Jomini: L’axe fondamental de la stratégie

Une fois l’objectif fixé, la manière la plus efficace de l’atteindre est encore de battre l’armée ennemie, neutralisant ainsi l’opposition à toute entreprise ultérieure. L’objet principal de la stratégie vise donc à éliminer une armée adverse sur un théâtre d’opération donné. Pour Jomini, la stratégie en réalité se réduit à un élément fondamental: les lignes de communication. Pour vaincre, il faut couper les lignes de communication adverse tout en préservant les siennes.  En effet si une armée perd son soutien logistique, sa disparition n’est alors plus qu’une question de temps. Cette nécessité absolue de protéger ses lignes de communication tout en attaquant celle des autres façonnent la quasi-totalité des conceptions stratégiques de Jomini,  c’est autour d’elle que toute sa pensée s’organise.

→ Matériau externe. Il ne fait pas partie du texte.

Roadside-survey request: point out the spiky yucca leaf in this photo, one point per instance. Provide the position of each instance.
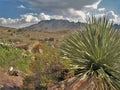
(97, 52)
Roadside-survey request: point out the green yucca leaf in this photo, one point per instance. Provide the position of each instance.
(97, 50)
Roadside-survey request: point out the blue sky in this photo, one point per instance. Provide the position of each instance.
(21, 13)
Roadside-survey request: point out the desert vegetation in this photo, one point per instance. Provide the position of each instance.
(83, 60)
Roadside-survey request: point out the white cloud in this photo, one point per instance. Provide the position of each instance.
(94, 5)
(72, 10)
(22, 7)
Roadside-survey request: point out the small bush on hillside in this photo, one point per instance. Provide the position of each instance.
(11, 56)
(47, 66)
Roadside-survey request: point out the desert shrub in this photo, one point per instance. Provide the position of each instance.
(11, 56)
(47, 66)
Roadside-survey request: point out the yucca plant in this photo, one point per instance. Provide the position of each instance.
(96, 50)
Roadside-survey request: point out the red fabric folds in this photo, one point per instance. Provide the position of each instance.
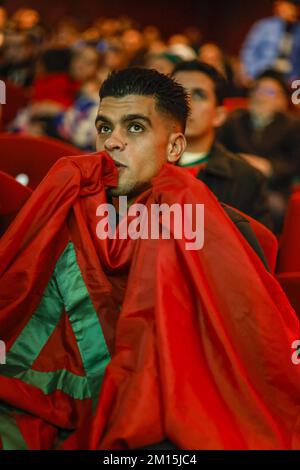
(202, 347)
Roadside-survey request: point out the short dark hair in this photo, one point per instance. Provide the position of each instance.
(211, 72)
(171, 98)
(277, 77)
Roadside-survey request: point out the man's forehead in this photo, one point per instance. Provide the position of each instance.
(131, 104)
(194, 79)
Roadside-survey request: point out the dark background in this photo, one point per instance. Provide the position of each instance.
(225, 22)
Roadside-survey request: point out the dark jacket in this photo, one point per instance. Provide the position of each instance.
(236, 183)
(279, 142)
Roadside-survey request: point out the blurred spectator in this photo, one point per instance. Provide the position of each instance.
(230, 178)
(274, 42)
(268, 131)
(114, 55)
(20, 51)
(194, 36)
(213, 55)
(25, 19)
(134, 46)
(76, 124)
(53, 91)
(153, 41)
(65, 34)
(84, 64)
(163, 63)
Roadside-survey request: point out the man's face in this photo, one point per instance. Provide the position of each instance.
(268, 98)
(204, 109)
(139, 138)
(288, 11)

Mais comment faire? Reprenons depuis le début. Tout d’abord il faut un objectif ou pour reprendre plus précisément la terminologie de Jomini, un “point objectif”. Une fois celui-ci déterminé, il faut choisir la trajectoire de l’armée pour atteindre le point: ce sera la ligne d’opération. Cette ligne d’opération devra partir d’une base capable de soutenir les opérations de l’armée et passera éventuellement par des bases intermédiaires.L’armée a bien entendu la possibilité de changer de ligne en cours de route, ces nouvelles lignes seront les lignes de manœuvre. La ligne d’opération est une abstraction, il ne s’agit pas d’une route déterminé ou d’un fleuve encore qu’elle puisse momentanément se superposer à ces objets. En réalité, une armée se répartira sans doute sur plusieurs routes dans une région donné, chacun détachement séparé par une distances de quelques heures de voyages. Le jeu est alors de maintenir une armée avec une cohésion suffisante et des lignes suffisamment sûr pour pouvoir l’emporter en cas de batailles. Pour cette raison, et si les circonstances si prêtes, notamment si le rapport des forces numériques est favorable, Jomini préconise la concentration des forces et donc des “lignes intérieures”, relativement sûre, pour l’armée. A l’inverse, si le rapport est défavorable, il faudra choisir des “lignes extérieures” et attaquer une fraction de l’armée ennemie aux extrémités, débordant du même coup l’adversaire et donc coupant ces lignes de communication, l’inconvénient est que dans le même temps les lignes de communication amies sont alors elles-aussi en danger. Dans ces deux cas idéal-type, il s’agit d’opposer à l’ennemie la plus grande concentration de force possible sur la partie la plus faible du dispositif adverse, le “point décisif” dans le vocabulaire Jominien. Autre principe finalement assez familier des lecteurs.

C’est à cause de ce problème des lignes de communication  et de l’importance des lignes d’opérations que la géométrie prend de l’importance dans la pensée du général suisse. La géométrie est une manière abstraite de comprendre l’espace, Jomini utilise donc celle-ci comme une métaphore pour faire comprendre le problème des lignes de communication et comment il détermine en bonne partie le choix des les lignes d’opérations. Elle n’est pas déterminante en soit, il ne s’agit en aucun cas de calculer un angle pour déterminer ensuite que telle ligne d’opérations, telle stratégie devra être choisie.